ビットワイズの現物ハイパーリキッドETF(BHYP)は、NYSE上場からわずか8営業日で4000万ドルの資産を集めた。顧客流入が18倍に急増し、発行者による継続的なオンチェーンでの買い増しが背景。
5月26日には、ハイパーリキッド(HYPE)のクジラが910万ドル相当の10倍レバレッジ・ロングを建てた。これにより、強気投資家がビットワイズの新商品による機関投資家の流入とともに上昇相場を追っていることが示唆された。
ビットワイズのハンター・ホースリーCEOは、火曜日の取引開始から90分間でBHYP ETFの取引額が約1200万ドルに達し、上場から1週間余りでファンド規模が4000万ドル近くになったと述べた。
初回5営業日で、ビットワイズは運用資産30億5000万ドル、純流入額26億9000万ドル、1日平均取引高920万ドルと報告した。
アーカムは5月26日、前週にビットワイズETFの顧客が合計3590万ドル分のHYPEを購入したと報告。この流入額は初週の18倍となった。
Lookonchainは、約2時間の間に追加で16万2367HYPE(約1011万ドル相当)が買われたと指摘。ビットワイズの保有残高は5月21日時点で72万3361HYPEとなった。
この流れは、エコシステムでの買い戻しに連動した機関投資家によるHYPE需要の拡大と一致している。

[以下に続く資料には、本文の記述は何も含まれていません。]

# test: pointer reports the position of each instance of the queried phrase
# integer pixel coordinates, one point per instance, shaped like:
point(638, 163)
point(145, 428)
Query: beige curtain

同日、Lookonchainはウォレット「0x3ed4」が14万2754HYPE分、約910万ドル相当の10倍ロングポジションを取ったと確認した。
このポジションは清算価格が41.93ドルと、HYPEの直近の取引レンジを大きく下回っている。
同トークンは火曜日に一時64.44ドルまで上昇し、直近では61.82ドル前後で推移。過去7日間で26%上昇した。
同ウォレットは前日にはジーキャッシュ(ZEC)のレバレッジロング820万ドル分も建てていた。ボラティリティの高いアルトコインでクジラ主導のHYPEラリーが続く流れ。

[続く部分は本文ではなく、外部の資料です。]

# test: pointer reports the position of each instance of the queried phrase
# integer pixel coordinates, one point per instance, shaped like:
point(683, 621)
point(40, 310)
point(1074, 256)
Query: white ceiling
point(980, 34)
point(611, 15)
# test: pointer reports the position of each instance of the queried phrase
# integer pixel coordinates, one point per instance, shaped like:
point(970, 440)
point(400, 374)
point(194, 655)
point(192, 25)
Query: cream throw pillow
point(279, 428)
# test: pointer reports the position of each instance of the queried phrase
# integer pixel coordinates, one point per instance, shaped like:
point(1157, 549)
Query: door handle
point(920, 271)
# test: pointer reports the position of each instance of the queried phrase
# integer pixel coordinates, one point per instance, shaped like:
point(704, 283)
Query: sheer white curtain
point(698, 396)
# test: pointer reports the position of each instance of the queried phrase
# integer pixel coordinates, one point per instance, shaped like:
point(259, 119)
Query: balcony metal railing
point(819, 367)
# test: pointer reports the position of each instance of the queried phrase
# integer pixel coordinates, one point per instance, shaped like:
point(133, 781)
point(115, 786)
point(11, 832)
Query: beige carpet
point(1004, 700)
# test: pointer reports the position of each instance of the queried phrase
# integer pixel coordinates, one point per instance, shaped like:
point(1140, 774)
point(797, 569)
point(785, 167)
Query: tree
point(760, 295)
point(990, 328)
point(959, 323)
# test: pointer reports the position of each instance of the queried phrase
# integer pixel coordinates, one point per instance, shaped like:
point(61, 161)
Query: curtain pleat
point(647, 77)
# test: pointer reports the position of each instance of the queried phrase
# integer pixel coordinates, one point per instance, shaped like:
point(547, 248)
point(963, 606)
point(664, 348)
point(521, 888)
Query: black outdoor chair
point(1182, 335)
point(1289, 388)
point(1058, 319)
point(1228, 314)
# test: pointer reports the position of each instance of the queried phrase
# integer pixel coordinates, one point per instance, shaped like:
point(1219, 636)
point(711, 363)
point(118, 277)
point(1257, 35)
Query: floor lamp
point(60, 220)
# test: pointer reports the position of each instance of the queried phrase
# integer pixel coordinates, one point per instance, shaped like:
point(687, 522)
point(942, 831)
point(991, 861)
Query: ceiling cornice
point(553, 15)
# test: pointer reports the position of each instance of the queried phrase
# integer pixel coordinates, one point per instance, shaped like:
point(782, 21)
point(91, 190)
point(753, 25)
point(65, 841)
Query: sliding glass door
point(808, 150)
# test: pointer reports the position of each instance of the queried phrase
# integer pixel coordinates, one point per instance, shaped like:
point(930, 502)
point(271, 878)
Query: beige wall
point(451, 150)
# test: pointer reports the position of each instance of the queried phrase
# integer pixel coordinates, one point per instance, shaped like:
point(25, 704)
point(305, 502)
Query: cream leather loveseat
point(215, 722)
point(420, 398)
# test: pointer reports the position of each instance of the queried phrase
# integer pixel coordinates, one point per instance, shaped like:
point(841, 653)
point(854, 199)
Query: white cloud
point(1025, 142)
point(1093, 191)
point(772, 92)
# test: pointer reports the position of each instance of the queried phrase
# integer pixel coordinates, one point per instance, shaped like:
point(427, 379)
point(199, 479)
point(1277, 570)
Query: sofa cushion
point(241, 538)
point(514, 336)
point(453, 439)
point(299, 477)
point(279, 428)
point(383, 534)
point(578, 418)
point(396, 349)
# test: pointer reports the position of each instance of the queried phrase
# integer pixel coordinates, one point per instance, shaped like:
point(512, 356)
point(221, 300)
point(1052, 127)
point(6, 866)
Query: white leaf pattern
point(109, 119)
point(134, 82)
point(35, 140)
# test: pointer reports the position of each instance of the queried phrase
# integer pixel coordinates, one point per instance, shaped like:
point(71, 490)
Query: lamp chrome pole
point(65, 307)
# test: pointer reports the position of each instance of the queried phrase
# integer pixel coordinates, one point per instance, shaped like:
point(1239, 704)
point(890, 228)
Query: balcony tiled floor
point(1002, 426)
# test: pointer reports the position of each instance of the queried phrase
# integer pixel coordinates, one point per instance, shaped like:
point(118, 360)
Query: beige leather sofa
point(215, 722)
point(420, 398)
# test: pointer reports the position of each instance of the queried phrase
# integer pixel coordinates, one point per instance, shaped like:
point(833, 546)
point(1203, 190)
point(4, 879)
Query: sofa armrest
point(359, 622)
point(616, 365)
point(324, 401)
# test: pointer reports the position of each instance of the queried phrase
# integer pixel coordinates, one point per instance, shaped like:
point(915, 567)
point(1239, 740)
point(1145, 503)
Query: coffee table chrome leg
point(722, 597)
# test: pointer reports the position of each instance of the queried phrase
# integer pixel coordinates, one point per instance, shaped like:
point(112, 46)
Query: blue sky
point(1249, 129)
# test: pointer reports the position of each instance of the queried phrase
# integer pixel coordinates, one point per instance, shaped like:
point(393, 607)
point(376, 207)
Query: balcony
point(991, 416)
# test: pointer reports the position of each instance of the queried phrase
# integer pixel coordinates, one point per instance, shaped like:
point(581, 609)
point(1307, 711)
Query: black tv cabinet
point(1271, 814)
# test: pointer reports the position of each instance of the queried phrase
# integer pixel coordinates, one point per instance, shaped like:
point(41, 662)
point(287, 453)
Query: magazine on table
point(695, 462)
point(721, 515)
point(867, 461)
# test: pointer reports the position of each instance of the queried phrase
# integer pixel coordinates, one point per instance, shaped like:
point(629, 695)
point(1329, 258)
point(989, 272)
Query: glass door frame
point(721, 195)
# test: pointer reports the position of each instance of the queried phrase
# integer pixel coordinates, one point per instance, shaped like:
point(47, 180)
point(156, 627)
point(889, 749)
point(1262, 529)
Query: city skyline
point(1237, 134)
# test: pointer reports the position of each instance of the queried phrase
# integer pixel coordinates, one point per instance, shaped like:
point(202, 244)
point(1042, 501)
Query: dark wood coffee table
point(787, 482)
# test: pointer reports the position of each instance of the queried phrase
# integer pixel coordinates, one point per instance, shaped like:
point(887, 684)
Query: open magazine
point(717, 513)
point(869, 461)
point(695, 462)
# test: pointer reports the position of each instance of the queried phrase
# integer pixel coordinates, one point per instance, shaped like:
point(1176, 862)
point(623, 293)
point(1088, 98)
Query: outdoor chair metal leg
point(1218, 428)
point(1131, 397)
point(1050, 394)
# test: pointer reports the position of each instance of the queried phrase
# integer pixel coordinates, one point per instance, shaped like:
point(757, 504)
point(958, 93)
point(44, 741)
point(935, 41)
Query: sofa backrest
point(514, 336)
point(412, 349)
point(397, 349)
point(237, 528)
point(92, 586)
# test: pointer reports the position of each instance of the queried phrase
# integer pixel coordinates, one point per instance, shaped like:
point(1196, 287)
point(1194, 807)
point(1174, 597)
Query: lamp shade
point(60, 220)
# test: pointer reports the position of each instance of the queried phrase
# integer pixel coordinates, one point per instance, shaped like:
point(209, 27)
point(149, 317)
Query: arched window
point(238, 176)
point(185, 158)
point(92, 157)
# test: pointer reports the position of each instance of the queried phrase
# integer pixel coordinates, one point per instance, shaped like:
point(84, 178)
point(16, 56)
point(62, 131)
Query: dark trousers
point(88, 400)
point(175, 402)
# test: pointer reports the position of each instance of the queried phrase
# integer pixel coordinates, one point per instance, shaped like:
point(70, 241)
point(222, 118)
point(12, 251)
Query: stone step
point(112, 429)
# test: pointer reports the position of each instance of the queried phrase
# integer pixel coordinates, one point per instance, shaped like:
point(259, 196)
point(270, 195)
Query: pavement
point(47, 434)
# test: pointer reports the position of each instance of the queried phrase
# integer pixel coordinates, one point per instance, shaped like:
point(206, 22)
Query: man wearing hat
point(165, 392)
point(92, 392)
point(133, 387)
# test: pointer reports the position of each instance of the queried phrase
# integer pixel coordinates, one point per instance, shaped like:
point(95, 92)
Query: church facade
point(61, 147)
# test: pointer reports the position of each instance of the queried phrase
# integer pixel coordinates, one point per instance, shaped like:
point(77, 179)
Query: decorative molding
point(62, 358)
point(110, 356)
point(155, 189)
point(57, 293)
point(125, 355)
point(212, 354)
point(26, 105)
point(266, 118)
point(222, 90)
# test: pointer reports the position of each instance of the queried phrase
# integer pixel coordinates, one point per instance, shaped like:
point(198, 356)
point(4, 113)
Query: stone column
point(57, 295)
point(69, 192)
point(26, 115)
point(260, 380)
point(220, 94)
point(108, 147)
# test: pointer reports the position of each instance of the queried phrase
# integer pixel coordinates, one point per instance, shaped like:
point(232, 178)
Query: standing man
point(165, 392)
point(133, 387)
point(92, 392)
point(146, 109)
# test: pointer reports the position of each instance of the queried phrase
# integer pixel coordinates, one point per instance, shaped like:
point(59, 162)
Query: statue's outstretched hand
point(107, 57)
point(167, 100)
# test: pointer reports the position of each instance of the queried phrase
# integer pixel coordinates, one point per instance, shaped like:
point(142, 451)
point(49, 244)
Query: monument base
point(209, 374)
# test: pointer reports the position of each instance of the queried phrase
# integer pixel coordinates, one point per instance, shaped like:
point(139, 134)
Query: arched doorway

一方、HYPE連動商品の獲得競争も激化している。21Sharesはビットワイズより数日前にNasdaqで現物ハイパーリキッドETF(THYP)を上場。グレースケールはHYPE ETFの申請を行っており、ヴァンエックも米国と欧州で上場計画を公式発表した。
BHYPは、ビットワイズ・オンチェーン・ソリューションを用いたネイティブ・ステーキング、ファンドウォレットアドレスの公開、年間運用報酬の10%を発行者のバランスシートでHYPE購入・12カ月以上保有する仕組みを特色としている。
初期流入の持続性は、他社がどれだけ早く申請中ファンドを実運用に移せるかに左右される。